~ また会えた大阪の街で~
今年10月に来日したイェンさんは、ベトナムの首都ハノイの南ナムディン省の出身です。同じ時期に入学した学生の中でも日本語がとても自然に話せて、日本社会に馴染んでいます。
【最初の大阪での生活】
実は、イェンさんにとって、日本の生活は初めてではありません。2018年から、大阪府摂津市にある自動車部品を作る工場で技能実習生として5年間働いていました。その時に、仕事が終わってから家に帰り、毎日、日本語の勉強をしていたそうです。
工場での日々は忙しく、週6日午前8時から午後8時まで仕事をしていました。それでも休みの日は町に遊びに行き、好きな映画を見たり歌を歌ったりすることもありました。工場の仕事をすべて覚えるには1年ぐらいかかりましたが、そのあとは慣れてきて早く仕事ができるようになりました。

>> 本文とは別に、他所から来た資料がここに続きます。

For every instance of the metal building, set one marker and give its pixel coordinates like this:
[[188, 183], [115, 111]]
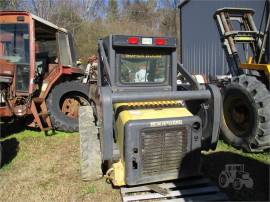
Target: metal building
[[200, 47]]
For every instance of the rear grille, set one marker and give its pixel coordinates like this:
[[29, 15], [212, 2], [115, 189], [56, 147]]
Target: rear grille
[[163, 149]]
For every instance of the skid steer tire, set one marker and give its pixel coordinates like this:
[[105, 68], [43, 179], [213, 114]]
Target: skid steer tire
[[63, 91], [245, 120], [89, 145]]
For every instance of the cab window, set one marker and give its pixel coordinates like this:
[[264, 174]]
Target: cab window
[[143, 68]]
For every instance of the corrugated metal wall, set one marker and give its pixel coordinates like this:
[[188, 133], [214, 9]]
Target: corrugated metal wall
[[200, 48]]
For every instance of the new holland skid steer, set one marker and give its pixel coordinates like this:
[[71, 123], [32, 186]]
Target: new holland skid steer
[[140, 129], [246, 98]]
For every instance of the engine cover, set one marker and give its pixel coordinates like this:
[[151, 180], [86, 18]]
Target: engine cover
[[158, 149]]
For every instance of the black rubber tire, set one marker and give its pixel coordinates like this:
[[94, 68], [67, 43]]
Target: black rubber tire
[[256, 98], [59, 120], [91, 164], [223, 180]]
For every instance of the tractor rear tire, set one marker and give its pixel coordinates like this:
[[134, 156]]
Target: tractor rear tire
[[89, 145], [76, 93], [245, 120]]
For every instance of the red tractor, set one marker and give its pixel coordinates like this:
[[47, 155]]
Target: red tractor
[[39, 79]]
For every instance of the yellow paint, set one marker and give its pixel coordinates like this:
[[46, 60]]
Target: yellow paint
[[159, 114], [119, 174], [261, 67]]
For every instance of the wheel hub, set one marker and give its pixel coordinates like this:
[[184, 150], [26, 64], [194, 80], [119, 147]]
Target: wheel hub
[[70, 107]]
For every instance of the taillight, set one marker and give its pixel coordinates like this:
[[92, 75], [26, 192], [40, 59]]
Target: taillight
[[133, 40], [160, 41]]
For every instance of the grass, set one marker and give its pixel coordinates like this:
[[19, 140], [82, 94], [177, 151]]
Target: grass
[[263, 157], [46, 168]]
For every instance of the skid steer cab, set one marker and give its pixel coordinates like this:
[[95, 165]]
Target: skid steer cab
[[140, 129]]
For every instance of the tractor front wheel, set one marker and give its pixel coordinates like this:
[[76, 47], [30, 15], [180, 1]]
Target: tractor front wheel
[[245, 122], [63, 104]]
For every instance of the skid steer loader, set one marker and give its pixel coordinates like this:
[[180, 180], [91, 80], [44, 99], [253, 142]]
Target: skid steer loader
[[139, 128]]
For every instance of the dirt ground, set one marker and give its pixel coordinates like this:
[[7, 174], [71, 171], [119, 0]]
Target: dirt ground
[[46, 168]]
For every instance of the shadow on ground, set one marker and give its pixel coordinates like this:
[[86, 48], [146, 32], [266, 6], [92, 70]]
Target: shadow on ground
[[7, 129], [10, 148], [214, 164]]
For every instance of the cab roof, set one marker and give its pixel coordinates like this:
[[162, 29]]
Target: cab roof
[[34, 17]]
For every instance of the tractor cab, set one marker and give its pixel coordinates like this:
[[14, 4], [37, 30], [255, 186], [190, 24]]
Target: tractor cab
[[33, 45], [36, 56], [140, 62]]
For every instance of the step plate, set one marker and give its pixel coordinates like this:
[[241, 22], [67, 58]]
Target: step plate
[[194, 189]]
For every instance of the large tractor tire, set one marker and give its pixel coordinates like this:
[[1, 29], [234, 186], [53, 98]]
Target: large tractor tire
[[63, 104], [245, 121], [89, 145]]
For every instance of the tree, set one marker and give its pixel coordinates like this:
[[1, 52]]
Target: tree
[[112, 11]]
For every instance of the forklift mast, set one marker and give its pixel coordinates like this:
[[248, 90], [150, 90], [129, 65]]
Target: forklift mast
[[238, 30]]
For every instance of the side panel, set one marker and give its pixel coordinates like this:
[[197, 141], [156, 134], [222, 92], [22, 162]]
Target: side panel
[[157, 157], [200, 48]]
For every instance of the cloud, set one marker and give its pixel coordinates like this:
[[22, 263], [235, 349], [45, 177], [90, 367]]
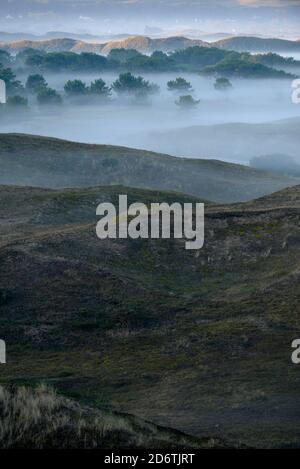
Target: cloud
[[268, 3]]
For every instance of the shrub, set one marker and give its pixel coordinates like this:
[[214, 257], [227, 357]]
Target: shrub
[[187, 101], [99, 88], [49, 96], [36, 83], [222, 83], [75, 87], [17, 100], [180, 84], [130, 84]]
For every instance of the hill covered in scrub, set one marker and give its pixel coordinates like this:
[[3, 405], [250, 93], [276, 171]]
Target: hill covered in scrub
[[53, 163], [147, 45], [142, 44], [197, 341], [40, 419]]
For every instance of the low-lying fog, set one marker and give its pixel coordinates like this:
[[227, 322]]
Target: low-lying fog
[[211, 130]]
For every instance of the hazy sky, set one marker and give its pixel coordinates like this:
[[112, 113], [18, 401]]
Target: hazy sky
[[277, 17]]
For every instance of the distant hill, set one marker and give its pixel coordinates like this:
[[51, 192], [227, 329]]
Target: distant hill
[[231, 141], [47, 162], [140, 43], [144, 44]]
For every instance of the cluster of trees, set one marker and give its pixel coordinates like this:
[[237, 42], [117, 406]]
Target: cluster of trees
[[36, 84], [209, 60], [126, 84]]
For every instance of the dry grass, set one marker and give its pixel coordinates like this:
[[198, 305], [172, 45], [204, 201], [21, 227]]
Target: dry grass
[[39, 418]]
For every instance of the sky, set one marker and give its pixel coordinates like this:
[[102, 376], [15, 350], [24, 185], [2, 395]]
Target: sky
[[265, 17]]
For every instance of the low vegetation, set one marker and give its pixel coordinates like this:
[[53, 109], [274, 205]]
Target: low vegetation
[[41, 419]]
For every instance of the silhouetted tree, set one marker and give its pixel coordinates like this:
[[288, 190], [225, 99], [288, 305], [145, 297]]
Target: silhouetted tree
[[49, 96]]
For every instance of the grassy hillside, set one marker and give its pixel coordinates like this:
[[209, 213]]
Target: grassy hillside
[[47, 162], [40, 419], [239, 140], [197, 341]]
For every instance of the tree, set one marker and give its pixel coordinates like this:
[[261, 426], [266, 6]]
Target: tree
[[130, 84], [17, 101], [75, 87], [99, 88], [12, 85], [187, 101], [49, 96], [5, 58], [122, 55], [36, 83], [222, 83], [180, 84]]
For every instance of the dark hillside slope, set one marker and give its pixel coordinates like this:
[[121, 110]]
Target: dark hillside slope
[[48, 162], [197, 341]]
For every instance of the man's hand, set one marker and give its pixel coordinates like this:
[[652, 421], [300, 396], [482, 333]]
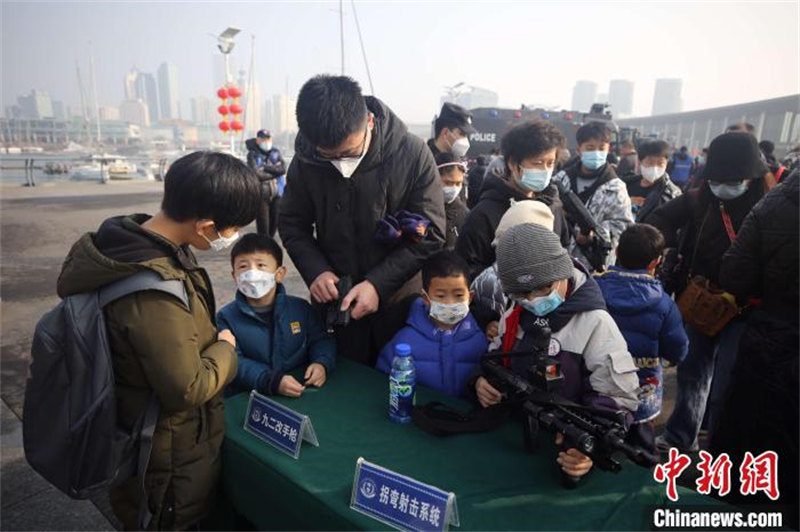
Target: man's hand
[[323, 289], [582, 239], [366, 298], [492, 330], [573, 462], [315, 375], [290, 387], [227, 336], [487, 394]]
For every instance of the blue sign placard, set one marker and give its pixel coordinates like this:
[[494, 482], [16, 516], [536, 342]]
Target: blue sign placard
[[281, 427], [400, 501]]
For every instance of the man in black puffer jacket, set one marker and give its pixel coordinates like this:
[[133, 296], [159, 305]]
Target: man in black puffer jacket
[[529, 155], [761, 405], [709, 219], [355, 163]]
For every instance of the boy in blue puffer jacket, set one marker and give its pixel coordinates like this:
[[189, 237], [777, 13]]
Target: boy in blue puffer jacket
[[647, 317], [275, 332], [446, 341]]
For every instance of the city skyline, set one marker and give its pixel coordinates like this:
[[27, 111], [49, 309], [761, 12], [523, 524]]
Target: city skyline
[[410, 85]]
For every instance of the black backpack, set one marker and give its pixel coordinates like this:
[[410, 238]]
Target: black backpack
[[69, 426]]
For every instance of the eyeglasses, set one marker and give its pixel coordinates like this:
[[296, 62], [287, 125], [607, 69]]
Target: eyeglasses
[[347, 155], [547, 165]]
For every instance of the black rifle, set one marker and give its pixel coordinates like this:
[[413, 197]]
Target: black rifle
[[334, 316], [597, 433], [598, 248]]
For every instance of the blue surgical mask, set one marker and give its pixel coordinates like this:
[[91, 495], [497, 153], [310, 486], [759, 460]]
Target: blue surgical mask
[[535, 179], [726, 191], [544, 305], [593, 159]]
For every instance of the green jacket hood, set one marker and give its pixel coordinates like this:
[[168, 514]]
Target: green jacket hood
[[118, 249]]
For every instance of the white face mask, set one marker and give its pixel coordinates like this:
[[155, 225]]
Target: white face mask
[[460, 147], [451, 193], [652, 173], [255, 284], [449, 313], [222, 243]]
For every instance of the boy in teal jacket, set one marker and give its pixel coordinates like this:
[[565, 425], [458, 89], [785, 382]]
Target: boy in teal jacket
[[275, 332]]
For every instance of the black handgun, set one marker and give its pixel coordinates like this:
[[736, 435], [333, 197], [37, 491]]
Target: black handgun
[[334, 316], [597, 250]]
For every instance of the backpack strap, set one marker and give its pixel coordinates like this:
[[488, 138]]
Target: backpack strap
[[145, 448], [140, 282]]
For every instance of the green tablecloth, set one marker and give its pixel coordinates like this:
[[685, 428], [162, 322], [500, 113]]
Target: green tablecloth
[[498, 486]]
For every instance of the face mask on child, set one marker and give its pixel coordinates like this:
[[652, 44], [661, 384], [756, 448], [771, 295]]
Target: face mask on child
[[255, 284], [449, 313], [544, 305]]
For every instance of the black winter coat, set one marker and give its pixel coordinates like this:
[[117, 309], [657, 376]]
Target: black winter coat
[[763, 262], [698, 213], [475, 239], [456, 212], [328, 223]]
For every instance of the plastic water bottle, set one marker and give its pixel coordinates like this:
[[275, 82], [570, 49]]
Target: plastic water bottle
[[402, 384]]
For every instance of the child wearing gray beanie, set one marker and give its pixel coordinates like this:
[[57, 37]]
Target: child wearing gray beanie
[[552, 291]]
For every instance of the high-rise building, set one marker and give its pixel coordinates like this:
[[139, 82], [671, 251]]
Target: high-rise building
[[135, 112], [36, 105], [109, 113], [168, 90], [130, 84], [59, 110], [252, 106], [145, 89], [584, 95], [202, 112], [620, 96], [283, 114], [667, 97]]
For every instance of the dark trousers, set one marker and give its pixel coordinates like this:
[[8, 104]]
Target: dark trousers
[[363, 339]]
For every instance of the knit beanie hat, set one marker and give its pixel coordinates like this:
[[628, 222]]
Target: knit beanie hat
[[733, 157], [525, 211], [530, 256]]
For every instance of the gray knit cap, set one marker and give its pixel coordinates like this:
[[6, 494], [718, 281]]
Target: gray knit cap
[[530, 256]]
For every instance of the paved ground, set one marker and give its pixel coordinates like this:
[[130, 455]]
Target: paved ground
[[37, 228]]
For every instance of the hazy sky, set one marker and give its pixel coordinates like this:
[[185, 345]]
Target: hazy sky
[[531, 52]]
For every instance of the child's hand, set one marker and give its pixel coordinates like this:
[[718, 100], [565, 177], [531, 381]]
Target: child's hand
[[315, 375], [227, 336], [492, 330], [573, 462], [290, 387], [487, 394]]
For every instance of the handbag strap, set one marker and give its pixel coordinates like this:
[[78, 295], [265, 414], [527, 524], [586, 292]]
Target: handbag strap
[[726, 220]]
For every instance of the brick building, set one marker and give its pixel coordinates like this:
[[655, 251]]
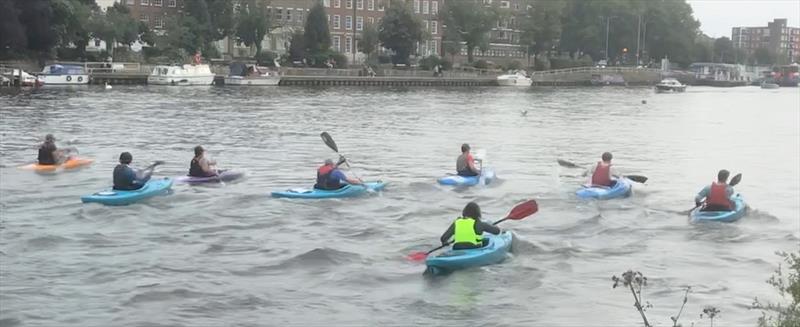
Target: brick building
[[776, 37]]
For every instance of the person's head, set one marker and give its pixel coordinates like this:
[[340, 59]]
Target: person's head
[[198, 151], [472, 210], [722, 176], [125, 158]]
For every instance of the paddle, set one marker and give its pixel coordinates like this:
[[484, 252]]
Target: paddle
[[519, 212], [735, 180], [635, 178]]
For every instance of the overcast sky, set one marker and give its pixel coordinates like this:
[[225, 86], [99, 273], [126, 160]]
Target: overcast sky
[[717, 17]]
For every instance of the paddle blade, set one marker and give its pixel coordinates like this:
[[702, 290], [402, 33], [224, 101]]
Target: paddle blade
[[637, 178], [417, 256], [523, 210], [564, 163], [329, 141], [736, 179]]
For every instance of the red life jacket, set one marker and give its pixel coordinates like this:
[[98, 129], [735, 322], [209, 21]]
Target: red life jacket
[[718, 196], [602, 174]]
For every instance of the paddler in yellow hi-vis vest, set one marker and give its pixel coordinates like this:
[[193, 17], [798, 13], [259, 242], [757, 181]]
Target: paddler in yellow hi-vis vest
[[467, 229]]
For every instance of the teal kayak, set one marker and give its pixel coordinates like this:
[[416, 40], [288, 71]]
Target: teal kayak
[[343, 192], [451, 260], [117, 197], [722, 216]]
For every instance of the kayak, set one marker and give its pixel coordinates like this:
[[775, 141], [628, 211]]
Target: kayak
[[620, 190], [225, 176], [313, 193], [117, 197], [722, 216], [71, 163], [487, 175], [451, 260]]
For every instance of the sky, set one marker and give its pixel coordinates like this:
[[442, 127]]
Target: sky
[[717, 17]]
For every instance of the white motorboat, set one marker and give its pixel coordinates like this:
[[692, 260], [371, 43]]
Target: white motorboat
[[64, 74], [670, 85], [199, 74], [516, 78], [248, 74]]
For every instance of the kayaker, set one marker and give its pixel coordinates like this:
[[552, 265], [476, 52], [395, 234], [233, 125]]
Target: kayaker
[[603, 172], [200, 166], [49, 154], [718, 196], [329, 177], [126, 178], [467, 229], [465, 164]]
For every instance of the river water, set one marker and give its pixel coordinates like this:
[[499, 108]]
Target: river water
[[230, 255]]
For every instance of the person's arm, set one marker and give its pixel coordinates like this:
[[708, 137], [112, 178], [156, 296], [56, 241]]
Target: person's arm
[[489, 228], [448, 233], [703, 194]]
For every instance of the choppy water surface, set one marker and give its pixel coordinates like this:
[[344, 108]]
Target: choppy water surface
[[229, 255]]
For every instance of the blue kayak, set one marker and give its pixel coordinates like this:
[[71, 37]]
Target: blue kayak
[[487, 175], [117, 198], [620, 190], [494, 252], [722, 216], [313, 193]]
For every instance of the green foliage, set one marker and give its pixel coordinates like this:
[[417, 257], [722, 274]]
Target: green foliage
[[470, 22], [399, 31], [317, 36], [787, 283], [253, 24], [368, 40]]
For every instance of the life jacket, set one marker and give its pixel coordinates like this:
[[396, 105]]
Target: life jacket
[[602, 174], [46, 154], [718, 196], [324, 180], [465, 232], [195, 169]]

職場の人間関係がよかったので、働きやすかったそうです。一緒に働いている日本人の中でも「おばあちゃん」たちには特に親切にしてもらいました。そんな日々の中でも、特に忘れられない思い出があります。働き出して5年目の誕生日の朝、同じ仕事をしている「おばあちゃん」に、サプライズプレゼントをもらい、とても嬉しかったそうです。そのときにもらった帽子は今も大切にしていて、遊びに行くときによく被っています。その頃の日々を振り返ると、たくさんの優しい仲間や友人に恵まれて、寂しさを感じることはありませんでした。
【また大阪に戻りたいと思ったのは?】
イェンさんは、中学生の時から日本のアニメが大好きで、日本語の意味がわからなくても、アニメの歌を覚えて歌っていました。高校に入り日本が好きな気持ちが膨らんでいき、ベトナムの大学入試にも合格していたのですが、技能実習生として日本に来ることを選びました。仕事先である大阪の工場で働いているときに出会った日本人の方々がとても親切だったのでますます日本が好きになり、日本の大学で勉強したいという気持ちが強くなりました。それで、帰国後、日本の学校に進学するために、大阪の日本語学校に入学することを決めました。
【日本語学校の学生として】
今年の10月に大阪に来たときは、初めて来た時のような恐怖心はなくなり、懐かしい気持ちになりました。今はJAC教育学院の留学生となり、日本語と一緒に社会や文化のことなど、毎日沢山の知識が増え、勉強ができて楽しい。そんな日々にとてもわくわくしています。アニメの歌を歌うのが大好きで、特に「すずめの戸締り」の映画で歌われている曲が好き、と嬉しそうに話すイェンさんには、素敵な夢があります。
それは、将来ベトナムから日本にやってくる観光客のための、観光ガイドになることです。そして、自分が好きな日本の観光地やおすすめの面白い場所などを、母国の人々に知ってもらいたい。
そのためにも、これから日本語能力試験と留学試験を受けて、観光の勉強ができる大学に入学したい。そしていつか、ベトナムの人たちに、美しい日本の姿を紹介できる日を楽しみに、日本語の勉強に励んでいます。
その夢が実現する日が、そう遠くない将来にやってくると確信できるほど、イェンさんの強い意志が伝わってきました。観光でベトナムと日本の人々を繋ぐ架け橋に!イェンさんの夢に向かって、一緒に進んでいきましょう。